You’re a very positive person and reading your stories is always inspiring! But I’m curious, do you have any negative roleplaying experiences to share, or any regrets that you’d be comfortable talking about? Would be very interesting to hear how you have handled that. Oh, yes. When the FRP hobby was young, there were many DMs who thought the game was "how to kill all the characters in sadistic, entertaining ways." Every session. If you could really upset the player by how their character was offed, bonus. Ugh.
— Ed Greenwood (@TheEdVerse) May 30, 2019
And I recall an early D&D Open where a DM deliberately mis-described the surroundings in order to TPK in five minutes (eliminating all of the players from a tournament) so they could rush off to the exhibit hall and buy a hot new game product before said product sold out.
— Ed Greenwood (@TheEdVerse) May 30, 2019
I also recall a D&D Open adventure that began with the PC party approaching a "haunted" castle by night, where the DM triumphantly announced, to begin play, that as we'd all spent the night in the open we had to make Constitution Checks. All fails = System Shock Survival Rolls…
— Ed Greenwood (@TheEdVerse) May 30, 2019
…and of course, all failed System SSR = death. Killed half the party before described play had even begun. When the survivors (2 thieves and 2 fighters, now shorn of all spellcasters in the party) decided they wanted to turn around and head for home with the bodies rather…
— Ed Greenwood (@TheEdVerse) May 30, 2019
…then attempting the castle with no magic/healing available at all, the DM had the castle explode and rain down its boulders onto the survivors, who all took (not kidding) 100d20 damage, each. So, TPK.
So yes, I've experienced my share of humans being humans. ;}
Usually in…— Ed Greenwood (@TheEdVerse) May 30, 2019
…situations where the miscreants were NOT going to entertain appeals to reason. What I did at early cons was whip out a fun game and suggest we go off and play that instead, to turn a big dark disappointment into a "plus" time. Life is too short for IMAGINED disappointments.

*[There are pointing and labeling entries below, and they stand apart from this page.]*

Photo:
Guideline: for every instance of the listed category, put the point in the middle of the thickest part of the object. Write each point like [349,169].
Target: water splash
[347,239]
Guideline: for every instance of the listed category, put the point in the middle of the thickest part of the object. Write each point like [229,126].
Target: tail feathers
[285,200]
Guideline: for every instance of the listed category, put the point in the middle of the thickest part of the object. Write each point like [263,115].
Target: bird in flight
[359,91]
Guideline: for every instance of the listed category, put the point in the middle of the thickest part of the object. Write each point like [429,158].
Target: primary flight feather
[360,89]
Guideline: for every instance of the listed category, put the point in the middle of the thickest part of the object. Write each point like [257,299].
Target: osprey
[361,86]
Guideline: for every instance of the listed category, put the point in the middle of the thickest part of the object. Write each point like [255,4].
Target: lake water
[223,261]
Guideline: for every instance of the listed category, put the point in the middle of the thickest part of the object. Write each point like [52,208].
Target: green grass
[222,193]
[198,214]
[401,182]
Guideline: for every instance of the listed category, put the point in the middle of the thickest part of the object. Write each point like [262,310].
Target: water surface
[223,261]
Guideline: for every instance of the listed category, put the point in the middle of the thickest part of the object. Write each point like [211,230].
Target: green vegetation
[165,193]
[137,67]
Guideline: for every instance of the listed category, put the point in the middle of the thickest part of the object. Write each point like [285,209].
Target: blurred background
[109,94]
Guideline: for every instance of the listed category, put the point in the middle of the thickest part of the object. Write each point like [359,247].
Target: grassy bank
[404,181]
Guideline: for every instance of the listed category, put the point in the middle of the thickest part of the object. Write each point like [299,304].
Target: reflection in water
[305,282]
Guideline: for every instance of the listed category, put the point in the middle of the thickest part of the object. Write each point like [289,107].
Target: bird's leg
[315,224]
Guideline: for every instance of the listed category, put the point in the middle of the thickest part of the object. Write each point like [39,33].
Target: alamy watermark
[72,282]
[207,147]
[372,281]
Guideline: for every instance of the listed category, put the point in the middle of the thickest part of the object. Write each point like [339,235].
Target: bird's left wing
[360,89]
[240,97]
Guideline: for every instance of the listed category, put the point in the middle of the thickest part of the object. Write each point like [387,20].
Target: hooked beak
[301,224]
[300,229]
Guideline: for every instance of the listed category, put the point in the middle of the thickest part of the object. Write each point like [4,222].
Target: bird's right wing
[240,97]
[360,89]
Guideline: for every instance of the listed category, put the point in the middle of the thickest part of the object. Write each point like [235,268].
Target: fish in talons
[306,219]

— Ed Greenwood (@TheEdVerse) May 30, 2019
Thank you for the stories, and I definitely agree with you. It’s interesting to me that most of your bad experiences have been at cons – you’d think that people would be eager to give good impressions of both their games and the hobby as a whole in “public” venues! Heh. You'd think, yes. But as my father used to tell me: "Try not to make the mistake of applying logic to human behavior too often. So much craziness is just humans being human."